According to the Gothamist, during the march, witnesses started to notice the police tactically attempting to separate the large mass of people into smaller groups. After the attempts by the police failed, they made a number of seemingly random arrests, which escalated the crowd’s intensity. A protestor commented, "All we want to do is commemorate the death of Eric Garner, who was killed by the NYPD, we're peaceful, we're organized, and yet they won't let us march, they're targeting our organizers. They're just keeping oppressed voices silent." The police infuriate the crowd further by using the Long Range Acoustic Device (LRAD); which is a military-grade sound cannon. The Police were using the LRAD to issue warnings of potential arrests. Undeterred, the protestors started to chant and eulogize the tragic deaths of Eric Garner and Sandra Bland. Accounts vary, but reportedly, about a dozen protestors locked hands while the rest of the crowd held a moment of silence. In a peaceful fashion the 12 protestors demonstrated a sit-in in the middle of 34th street and 5th Avenue. The police quickly interrupted the demonstration and arrested the participants and charged each with disorderly conduct. After the aforementioned arrests, the police kept the large crowd tightly confined to the sidewalk, by using these LRADs. The extremely powerful bursts of noise forced the crowd to go underground into the subway stations.

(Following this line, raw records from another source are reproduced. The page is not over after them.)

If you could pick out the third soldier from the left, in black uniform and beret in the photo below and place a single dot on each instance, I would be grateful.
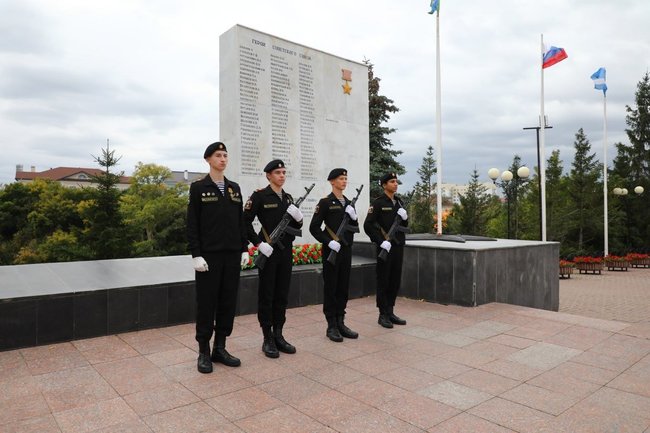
(331, 210)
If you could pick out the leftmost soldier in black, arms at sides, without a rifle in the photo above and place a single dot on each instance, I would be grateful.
(217, 241)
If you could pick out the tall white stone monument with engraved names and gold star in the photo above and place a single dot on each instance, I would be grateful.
(279, 99)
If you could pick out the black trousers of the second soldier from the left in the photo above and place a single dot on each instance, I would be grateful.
(273, 288)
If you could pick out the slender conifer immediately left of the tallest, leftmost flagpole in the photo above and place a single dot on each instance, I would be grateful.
(422, 202)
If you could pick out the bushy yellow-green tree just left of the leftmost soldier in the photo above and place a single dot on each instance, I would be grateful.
(155, 213)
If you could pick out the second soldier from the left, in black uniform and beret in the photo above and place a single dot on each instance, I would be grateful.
(269, 206)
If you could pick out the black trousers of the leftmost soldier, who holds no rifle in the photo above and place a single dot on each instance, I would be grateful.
(216, 294)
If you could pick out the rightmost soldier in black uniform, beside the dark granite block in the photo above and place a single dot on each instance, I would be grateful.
(381, 214)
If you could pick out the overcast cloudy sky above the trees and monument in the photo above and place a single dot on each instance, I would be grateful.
(144, 73)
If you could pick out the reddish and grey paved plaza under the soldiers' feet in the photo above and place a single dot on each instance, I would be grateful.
(496, 368)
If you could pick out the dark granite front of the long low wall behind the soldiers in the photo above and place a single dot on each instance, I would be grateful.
(50, 318)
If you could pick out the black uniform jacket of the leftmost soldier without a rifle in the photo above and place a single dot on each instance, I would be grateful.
(214, 222)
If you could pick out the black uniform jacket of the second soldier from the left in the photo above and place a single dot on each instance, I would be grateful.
(269, 209)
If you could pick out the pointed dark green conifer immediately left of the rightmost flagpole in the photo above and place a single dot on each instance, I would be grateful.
(583, 190)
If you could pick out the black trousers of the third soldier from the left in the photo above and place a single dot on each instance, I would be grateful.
(336, 281)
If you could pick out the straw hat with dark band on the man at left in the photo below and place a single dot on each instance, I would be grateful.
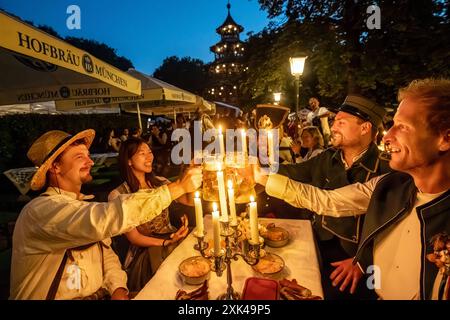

In a report issued by the CDC regarding the possible harmful effects of exposure to high decibel levels, they list different levels of noise and their corresponding limit of how long an individual could be exposed before they begin to experience permanent hearing damage. At 85 decibels, which is approximately equivalent to the noise of street traffic, the time limit before sustaining permanent damage was 8 hours of exposure. Every 3 decibels thereafter, the recommended time limit would decrease by exactly half. For example, at an 88 decibel level, the time limit would decrease to 4 hours of exposure. The testing of the LRAD that the police department performed was conducted at 320 ft from the nearest person. At that distance, the LRAD reached 100 decibels; which is equivalent to the noise of a tractor. Exposure to that decibel level for more than 15 minutes can result in permanent hearing damage. The police, however, neglected to test the device at ranges closer than 320 ft. As a result, these figures may be misleading. In pictures and videos of the protest, it looks as if the police are using this device at distances much closer than 320 ft. The official manufacturer’s website (LRAD Corporations) states that their LRAD device can produce continuous short bursts of high frequency noise at approximately 150 decibels at maximum power. According to the CDC report, 150 decibels is equivalent to a gunshot or a set of fireworks. When a person is exposed to such a high decibel level at close range, it can cause permanent ear damage in a matter of seconds.
Multiple protestors from last Friday’s march complained of sudden nausea, loss of balance/dizziness, and extreme resonating earaches that are worsened by even the slightest increase of sound levels. Some of the injuries that may result from extended exposure to these devices at relatively close distances include, but are not limited to the following:
- Temporary pain
- Loss of balance/dizziness
- Eardrum Rupture
- Permanent Hearing Damage
If these devices are not properly used by the police department, they may result in severe injuries. If you were exposed to an LRAD fired at close range, you may have grounds to file a police brutality lawsuit.